Александр Морев - Коллекция: Петербургская проза (ленинградский период). 1970-е
Я лежал в траве, ни о чем не думая, и мне казалось, что меня нет. Может, и не совсем так: я — есть, но я улетел куда-то в небо, а сверху падали желтые, похожие на колпачки цветы акации, и были врезаны в голубое небо маленькие листики. Я лежал в траве и придумывал себе женщин (а может быть, не женщин, не девушек, а девочек), но придумывал с каким-то стыдливым подтекстом, с желанием сказать откровенно, в котором я не мог бы даже признаться себе, так как почему-то сразу вспоминал свою тетю или учительницу, т. е. тех, перед кем мне было бы стыдно и неловко (но когда я преодолевал это ощущение, возникала необычно приятная тоска), я придумывал женщин маленьких и голых, каких я никогда не видел и мысленно гладил их, а они шевелили мне волосы и тихо говорили, точно шелестящая трава. Мне хотелось чего-то необычного.
И необычное появилось!
Она осторожно и медленно шла по прохладной, высокой и синей траве, обходила невидимые мной столбики и, нагибаясь, рвала желтые, на длинных стеблях цветы и тонкую длинную траву с шелковистыми метелками на макушке. Ходила она неслышно, свободно и все собирала свой беспорядочный пучок травы и цветов. Она даже не ходила (когда я подумал так, то это меня удивило и больше встревожило), она не ходила, а казалось, что кто-то медленно и плавно водит ее (не было заметно ни одного движения ни ног, ни тела, а будто она, застывшая и напряженная, плавала в теплом, золотом воздухе).
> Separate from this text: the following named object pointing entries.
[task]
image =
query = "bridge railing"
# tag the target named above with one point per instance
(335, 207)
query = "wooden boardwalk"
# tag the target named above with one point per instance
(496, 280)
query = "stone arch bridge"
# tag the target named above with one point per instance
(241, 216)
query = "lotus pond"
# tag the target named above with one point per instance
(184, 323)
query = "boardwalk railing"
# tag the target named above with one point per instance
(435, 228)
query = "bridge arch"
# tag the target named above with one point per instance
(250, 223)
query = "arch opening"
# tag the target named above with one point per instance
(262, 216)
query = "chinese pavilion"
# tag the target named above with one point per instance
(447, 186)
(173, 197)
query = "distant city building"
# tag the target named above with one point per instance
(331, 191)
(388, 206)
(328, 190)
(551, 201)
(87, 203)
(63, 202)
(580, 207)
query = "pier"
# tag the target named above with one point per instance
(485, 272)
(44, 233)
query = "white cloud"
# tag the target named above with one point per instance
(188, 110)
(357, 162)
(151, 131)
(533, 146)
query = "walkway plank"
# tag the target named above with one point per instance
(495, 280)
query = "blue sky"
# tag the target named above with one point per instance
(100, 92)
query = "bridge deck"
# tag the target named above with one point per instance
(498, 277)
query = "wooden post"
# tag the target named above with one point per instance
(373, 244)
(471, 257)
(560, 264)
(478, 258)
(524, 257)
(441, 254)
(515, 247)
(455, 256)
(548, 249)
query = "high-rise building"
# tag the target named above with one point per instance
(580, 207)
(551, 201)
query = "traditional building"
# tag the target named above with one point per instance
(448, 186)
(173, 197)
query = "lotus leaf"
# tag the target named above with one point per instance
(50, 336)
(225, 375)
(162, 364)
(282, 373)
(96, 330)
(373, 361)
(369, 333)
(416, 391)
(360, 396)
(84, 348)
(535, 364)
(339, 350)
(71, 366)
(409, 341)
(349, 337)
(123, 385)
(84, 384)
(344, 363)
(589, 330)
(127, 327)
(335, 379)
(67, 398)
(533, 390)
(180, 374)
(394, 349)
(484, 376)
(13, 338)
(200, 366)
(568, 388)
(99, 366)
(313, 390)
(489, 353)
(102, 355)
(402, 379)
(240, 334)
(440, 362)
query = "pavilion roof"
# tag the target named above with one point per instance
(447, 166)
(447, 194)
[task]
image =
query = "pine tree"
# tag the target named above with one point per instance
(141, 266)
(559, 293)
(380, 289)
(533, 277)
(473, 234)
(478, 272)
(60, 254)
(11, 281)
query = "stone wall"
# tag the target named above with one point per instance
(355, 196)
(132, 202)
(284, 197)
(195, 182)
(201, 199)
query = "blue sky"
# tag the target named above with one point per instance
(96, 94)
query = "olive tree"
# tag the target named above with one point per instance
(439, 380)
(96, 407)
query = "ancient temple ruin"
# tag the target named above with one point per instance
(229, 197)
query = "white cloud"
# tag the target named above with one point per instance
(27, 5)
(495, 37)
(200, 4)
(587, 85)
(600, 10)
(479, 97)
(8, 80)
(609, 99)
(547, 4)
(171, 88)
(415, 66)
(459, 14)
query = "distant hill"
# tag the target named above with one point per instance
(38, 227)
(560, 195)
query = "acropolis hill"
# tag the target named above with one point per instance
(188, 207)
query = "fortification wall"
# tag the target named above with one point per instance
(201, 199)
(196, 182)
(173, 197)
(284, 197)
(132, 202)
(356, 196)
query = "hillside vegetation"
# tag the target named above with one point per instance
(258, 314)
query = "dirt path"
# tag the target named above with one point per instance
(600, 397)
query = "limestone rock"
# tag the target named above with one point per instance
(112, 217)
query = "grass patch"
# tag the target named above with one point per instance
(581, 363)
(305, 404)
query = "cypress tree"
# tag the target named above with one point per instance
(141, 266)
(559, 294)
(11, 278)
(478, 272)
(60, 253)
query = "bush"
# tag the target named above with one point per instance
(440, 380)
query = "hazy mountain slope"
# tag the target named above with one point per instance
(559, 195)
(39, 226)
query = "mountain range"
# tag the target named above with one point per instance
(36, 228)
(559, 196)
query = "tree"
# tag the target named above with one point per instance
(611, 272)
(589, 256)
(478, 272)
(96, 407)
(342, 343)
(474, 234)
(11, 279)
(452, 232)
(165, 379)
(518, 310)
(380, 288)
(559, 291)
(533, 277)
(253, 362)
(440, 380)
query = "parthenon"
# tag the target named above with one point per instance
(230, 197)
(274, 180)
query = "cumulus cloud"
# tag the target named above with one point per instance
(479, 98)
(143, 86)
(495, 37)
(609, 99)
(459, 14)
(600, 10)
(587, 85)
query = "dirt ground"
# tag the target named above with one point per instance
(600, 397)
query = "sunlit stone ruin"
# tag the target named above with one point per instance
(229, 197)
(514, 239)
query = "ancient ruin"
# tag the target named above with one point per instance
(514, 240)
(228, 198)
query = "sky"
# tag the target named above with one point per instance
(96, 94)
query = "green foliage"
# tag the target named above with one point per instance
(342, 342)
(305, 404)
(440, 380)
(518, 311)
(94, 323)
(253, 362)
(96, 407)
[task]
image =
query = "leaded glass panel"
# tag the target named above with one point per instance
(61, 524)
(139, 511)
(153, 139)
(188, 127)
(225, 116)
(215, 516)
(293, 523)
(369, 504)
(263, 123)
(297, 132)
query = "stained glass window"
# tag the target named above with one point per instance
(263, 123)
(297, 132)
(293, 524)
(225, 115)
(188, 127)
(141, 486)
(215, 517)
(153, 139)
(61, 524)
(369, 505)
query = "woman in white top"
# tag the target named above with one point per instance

— Иди сюда! — позвал я негромко.
Она повернулась ко мне. Лицо было чуть наклонено и глядело через плечо. Губы улыбались и были немного раскрыты. Солнце било ей прямо в глаза, но они были совсем открытые, казалось, что это были не глаза, а две частицы неба — бледно-голубые, воздушные и бесконечные. И в них золотыми кольцами отражались солнечные тени.
— Иди сюда, — сказал я.
Она стояла и молчала, прижимая свою траву к себе.
— Иди сюда! — сказал я громче.
Она молчала.
Тогда я позвал ее рукой. Она медлила, застывшая, потом, чуть качнувшись, повернулась и пошла в мою сторону. Медленно подплыла к моим ногам и плавно опустилась (прижимая все так же траву и цветы и все так же улыбаясь).
— Зачем тебе трава? — спросил я.
Она молчала и смотрела.
— Зачем тебе этот букет?
Она молчала, и казалось, что чуть наклоненная голова напряженно прислушивается. В ее лице и в глазах все было застывшее, неподвижное.
Я понял — она глухонемая. Но ведь она услышала, когда я ее позвал!
Да разве в этом дело?! Ее платье от травы было зеленым в нескольких местах, она смотрела на меня, и несильный ветер чуть поднимал ее выбившиеся волосы, и они опускались на ее лицо и, наверное, мешали, а она все также была неподвижна.
Я показал ей, чтобы она села рядом, но она медленно опустилась на руку и повернулась лицом к небу (сорванную траву и желтые жесткие цветы она все еще прижимала к себе, а глаза с готовностью расширились). Я вдруг провалился в какую-то преступную тайну, я мог все, я мог быть откровенным, как с самим собой, ведь она, отделенная от звуков и слов, погруженная в мир тишины, могла казаться мне тенью, ведь я мог сделать ей любую боль, а она не могла бы закричать! Да ведь она, наверное, и не хотела кричать! (Она лежала, и длинные травинки, согнутые ею, расходились ровными рядами, обнажая белые стебли у корня.) И в ней что-то изменилось, я увидел нетерпение, набухающее ожидание (светлые волосы смешались с темно-синей травой, ее губы как будто наполнились какой-то силой — они стали темные и, наверное, были жесткими, — глаза ничего не видели, и в них блуждали те же солнечные кольца, но еще резче, больше стали зрачки и чуть-чуть дрожали).
Я ничего не помню. Не помню ничего! Да если бы и вспомнил, то зачем все это?! Только одно я помню — я вдруг напугался! Она лежала и молчала, и в ее молчании, в ее готовности — было превосходство. Что-то было вне всего, выше всего, и это было жестоко и милостиво. И это нечто — само, через эту дурочку, через бессмысленное лицо — смотрело в меня, пробивая своей высшей тайной.
А я испугался. Как же! Ведь я, я сейчас могу стать каким-то другим, что-то изменится, и я уже никогда не буду таким, какой я сейчас. Нет это не то! Не те слова. Просто я вдруг понял, что если я сейчас сделаю это (если бы мог сделать это), то буду как все, буду знать ненужную тайну, буду знать, как это бывает у всех, у взрослых, (я боялся, что уже на всех, и на мать, и на знакомых женщин и мужчин, я буду смотреть и язвительно думать, что у них бывает это, бывает, как мне казалось, что-то стыдное и безобразное). Мне было просто еще страшно стать равным со всеми мужчинами и женщинами в этом. А она лежала лицом к небу, и ее глаза закрылись, и вся она выгнулась, вытянулась, горошковое платье огибало ее тело, и она ждала, и ее ноги были ничем не покрыты и были голы выше колен, а темно-зеленая и голубая трава прижималась к ее спине, к голове и к обнаженным ногам, прижималась и была холодная.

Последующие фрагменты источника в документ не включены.